Review of the facility submitted PB-22 report (report form for the investigation of alleged abuse, neglect, misappropriation of property) dated April 15, 2025, documented that Employee 1 failed to follow the resident's plan of care and left the bedside with the bed in an elevated position, resulting in the fall. The facility substantiated neglect of Resident 18. Employee 1 was terminated.

During an interview on April 29, 2025, at 11:00 AM, the Nursing Home Administrator (NHA) confirmed that the facility failed to ensure that Resident 18 received the services necessary to prevent a fall and avoid physical harm. The NHA confirmed that Employee 1 failed to follow the plan of care and left the resident unattended with the bed elevated, which directly resulted in the fall and subsequent femur fracture.

This deficiency is cited as past non-compliance.

The facility's corrective action plan included the following:

1. On April 10, 2025, at 8:15 PM, resident had an unwitnessed fall.

On April 13, 2025, during routine post fall follow-up, the resident was noted to have a red and swollen right knee. The MD and RP were notified, and an x-ray was ordered.

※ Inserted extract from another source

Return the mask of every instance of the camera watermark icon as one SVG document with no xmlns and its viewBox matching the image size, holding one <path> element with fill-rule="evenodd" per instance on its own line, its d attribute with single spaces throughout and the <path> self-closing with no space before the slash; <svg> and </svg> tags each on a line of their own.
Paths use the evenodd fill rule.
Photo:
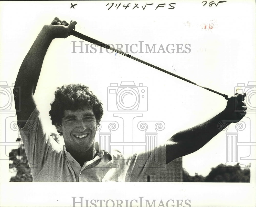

On April 14, 2025, an x-ray was performed, and the resident was noted to have a broken femur. The MD and RP were notified with a new order to send to the ER for evaluation.

2. To identify like residents that have potential to be affected the licensed nurses completed skin check on all incapable residents with a BIMS of 11-0 to ensure there are no s/s injuries of unknown origin which could represent abuse.

To identify like residents that have the potential to be affected, the IDT/designee completed interviews with capable residents with a BIMS of 12-15. Interviews related to anyone providing care and elevating their bed and walking away. Has anyone ever left your bed elevated, and you felt unsafe? Do the residents feel safe?

3. To prevent this from happening again the IDT/designee will educate their employees on the abuse/neglect policy and following the plan of care.

4. To monitor and maintain ongoing compliance, the DON/designee will complete body audits on 5 random residents that are incapable with a BIMS of 11-0 weekly x 4, then monthly to ensure there are no s/s of injuries of unknown origin which could represent abuse.

To monitor and maintain ongoing compliance, the IDT/designee will interview 5 capable residents with a BIMS of 12-15 weekly x 4, then monthly x 2 to ensure an interview is completed related to anyone hurting them, fallen and anyone pick you up without a nurse assessment, and do they feel safe?

The facility's compliance date was April 15, 2025, and completion of corrective action plan noted above was confirmed during the survey ending April 29, 2025.

28 Pa. Code 201.14 (a) Responsibility of licensee

28 Pa. Code 201.18 (e)(1)(3) Management

28 Pa. Code 201.29 (a)(c) Resident Rights

28 Pa. Code 211.12 (c)(d)(1)(3)(5) Nursing Services








 Plan of Correction - To be completed: 05/13/2025

Past noncompliance: no plan of correction required.